Demokrasi elektoral di Indonesia mengalami babak baru sejak Mahkamah Konstitusi (MK) mengeluarkan Putusan No. 135/PUU-XXII/2024 yang mengoreksi skema pemilu serentak penuh. Putusan tersebut menegaskan bahwa pelaksanaan Pilkada serentak nasional pada November 2024 berpotensi melemahkan efektivitas pemerintahan daerah dan menyarankan pemisahan antara Pemilu nasional dan Pilkada pada waktu yang berbeda.
Wacana ini kemudian berkembang menjadi kebijakan pemisahan Pemilu dan Pilkada mulai tahun 2029, di mana keduanya tidak lagi diselenggarakan serentak, tetapi diberi jeda waktu tertentu. Dalam praktiknya, pemisahan ini justru memunculkan masalah serius dalam hukum tata negara, terutama menyangkut legitimasi kekuasaan, hak pilih rakyat, dan prinsip demokrasi konstitusional.
Dengan makin banyaknya jabatan kepala daerah yang akan diisi oleh Penjabat (Pj) dalam waktu yang panjang, muncul pertanyaan fundamental: Apakah demokrasi tetap berjalan jika rakyat menunggu terlalu lama untuk memilih pemimpinnya, sementara kekuasaan daerah dipegang oleh pejabat yang tidak dipilih secara langsung?
1. Kedaulatan Rakyat dalam Ancaman: Penjabat Menggantikan Pilihan
Salah satu pokok persoalan utama dalam pemisahan waktu Pemilu dan Pilkada adalah kekosongan kekuasaan daerah yang diisi oleh Penjabat Kepala Daerah. Penjabat ditunjuk oleh Presiden atau Menteri Dalam Negeri, tanpa melibatkan mekanisme pemilihan rakyat. Hal ini berpotensi melanggar prinsip kedaulatan rakyat sebagaimana ditegaskan dalam Pasal 1 ayat (2) dan Pasal 18 ayat (4) UUD 1945.
Jika pemisahan berlangsung dengan jeda dua tahun atau lebih, maka daerah akan dipimpin oleh pejabat administratif tanpa legitimasi elektoral. Ini adalah bentuk transisi kekuasaan tanpa partisipasi rakyat, yang pada hakikatnya bertentangan dengan prinsip demokrasi konstitusional. Kekuasaan tetap dijalankan, tetapi rakyat tidak dilibatkan.
2. Ketidaksinkronan Pemerintah Pusat dan Daerah
Pemisahan Pemilu nasional dan Pilkada juga berimplikasi terhadap sinkronisasi arah kebijakan antara pusat dan daerah. Presiden terpilih melalui Pemilu nasional 2029 akan mulai menjabat sebelum kepala daerah dipilih dalam Pilkada yang dilakukan kemudian (atau bahkan sebelumnya, tergantung jadwal).

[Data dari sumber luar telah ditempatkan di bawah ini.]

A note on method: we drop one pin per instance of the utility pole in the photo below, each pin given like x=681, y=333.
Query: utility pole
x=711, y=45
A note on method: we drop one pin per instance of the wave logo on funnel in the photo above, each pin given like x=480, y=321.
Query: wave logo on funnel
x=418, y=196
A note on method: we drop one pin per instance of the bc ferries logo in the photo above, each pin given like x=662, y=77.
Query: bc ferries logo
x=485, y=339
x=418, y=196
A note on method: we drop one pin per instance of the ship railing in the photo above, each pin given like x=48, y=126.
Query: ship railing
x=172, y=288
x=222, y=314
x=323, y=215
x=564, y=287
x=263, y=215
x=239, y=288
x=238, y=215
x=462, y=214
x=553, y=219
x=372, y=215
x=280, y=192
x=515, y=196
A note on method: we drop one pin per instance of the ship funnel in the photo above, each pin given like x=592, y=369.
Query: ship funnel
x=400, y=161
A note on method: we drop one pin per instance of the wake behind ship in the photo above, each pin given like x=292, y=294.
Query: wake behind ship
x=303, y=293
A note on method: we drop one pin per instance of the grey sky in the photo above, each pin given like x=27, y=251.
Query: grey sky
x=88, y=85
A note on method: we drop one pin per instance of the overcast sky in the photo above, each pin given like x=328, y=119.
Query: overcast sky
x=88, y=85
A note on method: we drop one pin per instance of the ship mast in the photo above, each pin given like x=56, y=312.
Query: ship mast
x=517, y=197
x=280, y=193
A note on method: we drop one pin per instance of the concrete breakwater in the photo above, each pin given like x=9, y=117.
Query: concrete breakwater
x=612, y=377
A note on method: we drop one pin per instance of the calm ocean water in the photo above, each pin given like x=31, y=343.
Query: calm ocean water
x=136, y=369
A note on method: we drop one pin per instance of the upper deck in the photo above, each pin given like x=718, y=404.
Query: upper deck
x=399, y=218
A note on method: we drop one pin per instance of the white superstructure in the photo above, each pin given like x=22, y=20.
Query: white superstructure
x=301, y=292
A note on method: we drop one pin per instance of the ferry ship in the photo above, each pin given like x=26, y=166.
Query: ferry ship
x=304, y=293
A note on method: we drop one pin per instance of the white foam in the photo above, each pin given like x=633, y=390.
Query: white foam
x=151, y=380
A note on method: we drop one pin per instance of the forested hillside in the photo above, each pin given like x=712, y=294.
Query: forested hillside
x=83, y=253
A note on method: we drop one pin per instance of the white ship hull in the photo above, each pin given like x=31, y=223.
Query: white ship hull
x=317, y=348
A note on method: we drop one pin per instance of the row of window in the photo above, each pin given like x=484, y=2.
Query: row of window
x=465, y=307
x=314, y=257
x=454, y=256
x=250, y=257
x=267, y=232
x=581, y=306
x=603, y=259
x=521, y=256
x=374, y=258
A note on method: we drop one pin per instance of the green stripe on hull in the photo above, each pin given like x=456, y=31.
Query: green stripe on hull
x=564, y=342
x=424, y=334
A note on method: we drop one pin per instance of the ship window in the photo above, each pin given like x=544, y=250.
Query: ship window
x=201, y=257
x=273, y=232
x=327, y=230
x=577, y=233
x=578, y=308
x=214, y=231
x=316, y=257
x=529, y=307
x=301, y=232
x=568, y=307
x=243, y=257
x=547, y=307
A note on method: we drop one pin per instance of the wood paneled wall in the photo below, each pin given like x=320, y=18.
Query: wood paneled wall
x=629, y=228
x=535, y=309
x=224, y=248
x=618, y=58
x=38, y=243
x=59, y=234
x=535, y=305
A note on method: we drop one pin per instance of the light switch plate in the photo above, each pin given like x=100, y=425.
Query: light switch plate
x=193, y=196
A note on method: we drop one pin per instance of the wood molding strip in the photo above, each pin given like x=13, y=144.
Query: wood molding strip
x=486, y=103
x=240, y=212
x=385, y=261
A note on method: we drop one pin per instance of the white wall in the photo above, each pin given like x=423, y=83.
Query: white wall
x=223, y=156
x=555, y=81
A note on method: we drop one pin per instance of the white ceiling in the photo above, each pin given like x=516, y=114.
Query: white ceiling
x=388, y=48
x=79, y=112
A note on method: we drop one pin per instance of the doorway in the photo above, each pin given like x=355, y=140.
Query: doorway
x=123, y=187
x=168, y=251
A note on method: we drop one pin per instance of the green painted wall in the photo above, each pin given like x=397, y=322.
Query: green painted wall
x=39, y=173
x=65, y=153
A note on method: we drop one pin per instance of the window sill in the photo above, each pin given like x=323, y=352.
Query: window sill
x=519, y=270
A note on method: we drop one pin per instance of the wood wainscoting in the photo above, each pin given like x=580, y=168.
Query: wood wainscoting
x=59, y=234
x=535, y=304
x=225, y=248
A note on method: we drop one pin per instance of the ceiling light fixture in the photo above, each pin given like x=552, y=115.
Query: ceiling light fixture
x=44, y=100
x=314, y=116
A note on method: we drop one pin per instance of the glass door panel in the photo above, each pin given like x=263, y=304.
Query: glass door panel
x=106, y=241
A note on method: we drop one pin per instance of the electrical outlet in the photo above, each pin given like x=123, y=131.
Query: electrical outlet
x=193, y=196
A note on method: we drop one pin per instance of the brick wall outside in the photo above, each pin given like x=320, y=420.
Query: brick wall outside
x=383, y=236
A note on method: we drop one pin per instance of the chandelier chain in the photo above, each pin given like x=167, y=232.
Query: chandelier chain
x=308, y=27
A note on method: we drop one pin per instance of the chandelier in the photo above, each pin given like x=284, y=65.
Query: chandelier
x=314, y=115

Ketidaksamaan siklus ini menimbulkan:
*Ketegangan politik vertikal antara pejabat pusat dan daerah,
*Ketidakselarasan visi dan misi pembangunan nasional dan daerah,
*Terganggunya implementasi program strategis nasional di daerah.
Dari sisi hukum tata negara, keselarasan fungsi eksekutif pusat dan daerah adalah bagian dari prinsip efektivitas pemerintahan, yang turut dijamin konstitusi.